Johnelle Goss is the state SkillsUSA secretary. She said she enjoyed the experience of attending the conference.

“My favorite part was making new friends,” Johnelle said. “I met people from far away, from Colorado and Texas. I got their addresses and am excited to keep in touch with them.”

High school senior Autumn Lyons is the state SkillsUSA historian.

“This was my first time attending the nationals,” Autumn said. “I got to meet a lot a new people and learn new skills. It was a great experience.”

Autumn Yoakum, who will be a senior this upcoming school year, competed in the health occupations portfolio contest and placed seventh nationally.

“Competing was a lot of fun,” Autumn Yoakum said. “It was a great experience to get to go and meet a bunch of new people from all over the United States. It was a good way to know other people and learn about their culture. It was a fun competition – I really didn’t get that nervous as I was competing. It was good to talk to other competitors and share our feelings about this skill.”

Post-secondary student Vincent Landis competed in internet working. He said his favorite part of the national competition was getting to compete with others.

“It was good because I got to meet some good people and network with others from different states,” Landis said. “I think talking with and meeting others was my favorite part of the trip.”

Anthony Dahman, a graduating senior, competed in the diesel technology contest.

“I think I did pretty good considering it was a national competition, but you can always do better,” Anthony said. “Everything started coming back to me after I finished the competition – so I know what I need to work on and what I need to do to be better.”

Anthony said he couldn’t pick out a favorite part of his experience.

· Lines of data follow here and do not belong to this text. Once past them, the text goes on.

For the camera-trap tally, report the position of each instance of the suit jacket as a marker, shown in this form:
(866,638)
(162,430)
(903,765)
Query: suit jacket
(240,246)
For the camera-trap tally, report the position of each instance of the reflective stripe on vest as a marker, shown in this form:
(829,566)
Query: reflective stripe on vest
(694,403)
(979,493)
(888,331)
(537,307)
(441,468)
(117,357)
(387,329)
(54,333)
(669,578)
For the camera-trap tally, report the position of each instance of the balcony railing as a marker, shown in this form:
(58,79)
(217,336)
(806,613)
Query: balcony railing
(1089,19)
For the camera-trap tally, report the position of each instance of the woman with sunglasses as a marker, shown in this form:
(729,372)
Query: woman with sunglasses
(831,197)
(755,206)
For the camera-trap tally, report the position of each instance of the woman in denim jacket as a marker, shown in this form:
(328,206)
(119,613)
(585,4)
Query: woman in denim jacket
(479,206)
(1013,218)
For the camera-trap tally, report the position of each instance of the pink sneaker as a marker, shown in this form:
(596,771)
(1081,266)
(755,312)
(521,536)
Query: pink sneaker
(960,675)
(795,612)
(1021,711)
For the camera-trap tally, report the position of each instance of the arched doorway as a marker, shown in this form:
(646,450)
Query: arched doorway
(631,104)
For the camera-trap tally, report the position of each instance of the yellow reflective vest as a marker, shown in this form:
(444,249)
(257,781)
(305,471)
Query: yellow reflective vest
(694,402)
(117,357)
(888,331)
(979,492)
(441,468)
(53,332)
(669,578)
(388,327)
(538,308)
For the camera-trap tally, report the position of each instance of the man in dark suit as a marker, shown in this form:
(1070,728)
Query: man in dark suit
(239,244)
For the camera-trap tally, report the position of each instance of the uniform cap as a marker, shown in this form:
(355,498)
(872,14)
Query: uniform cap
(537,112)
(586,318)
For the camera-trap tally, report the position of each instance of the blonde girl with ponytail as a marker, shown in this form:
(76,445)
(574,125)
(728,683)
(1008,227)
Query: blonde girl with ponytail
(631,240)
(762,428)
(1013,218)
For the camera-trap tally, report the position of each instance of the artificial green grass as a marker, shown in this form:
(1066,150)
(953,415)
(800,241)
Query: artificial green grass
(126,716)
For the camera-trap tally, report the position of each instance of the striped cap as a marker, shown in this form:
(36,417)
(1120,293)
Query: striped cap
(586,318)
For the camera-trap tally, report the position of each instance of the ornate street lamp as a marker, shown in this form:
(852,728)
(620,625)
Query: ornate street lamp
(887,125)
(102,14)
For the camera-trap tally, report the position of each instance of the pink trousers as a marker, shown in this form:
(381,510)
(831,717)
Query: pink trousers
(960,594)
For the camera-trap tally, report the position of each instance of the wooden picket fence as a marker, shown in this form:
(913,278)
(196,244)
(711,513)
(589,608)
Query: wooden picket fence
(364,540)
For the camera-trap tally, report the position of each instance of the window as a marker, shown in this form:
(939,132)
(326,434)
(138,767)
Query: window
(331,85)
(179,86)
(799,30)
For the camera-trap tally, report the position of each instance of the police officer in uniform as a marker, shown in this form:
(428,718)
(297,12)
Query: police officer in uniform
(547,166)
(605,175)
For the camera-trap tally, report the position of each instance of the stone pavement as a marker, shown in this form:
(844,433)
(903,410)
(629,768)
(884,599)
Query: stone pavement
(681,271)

“I enjoyed the whole trip,” Anthony said. “I think anybody who can get into this should – they will have a blast.”

Fred Eberle Technical Center Cosmetology Instructor Mary Hull said she had a student competing at National SkillsUSA.

“I had a student competing and she received 23rd place out of 36 competitors,” Hull said. “That is really very good. She received a certificate of excellence, which is something not everyone receives, and she received a score of 80 percent or higher in all of her categories. She was very close to first place because the point spread is so small.”

Hull said this is the first time Fred Eberle had a cosmetology competitor because the program is so new there.

“This is our third year competing in the state competition and our fourth year of having the program,” Hull said. “This is the first time we had someone attend the nationals. It was a great experience and I learned a lot. We will be more prepared next time.”

Hull said the cosmetology competitor was Caroline Fluke.

Each year, students compete to become local winners who represent their schools at the West Virginia State competition. The first-place winners compete at SkillsUSA National Leadership and Skills Conference. The 2020 national competition will be held in Louisville, Kentucky June 22-26, 2020.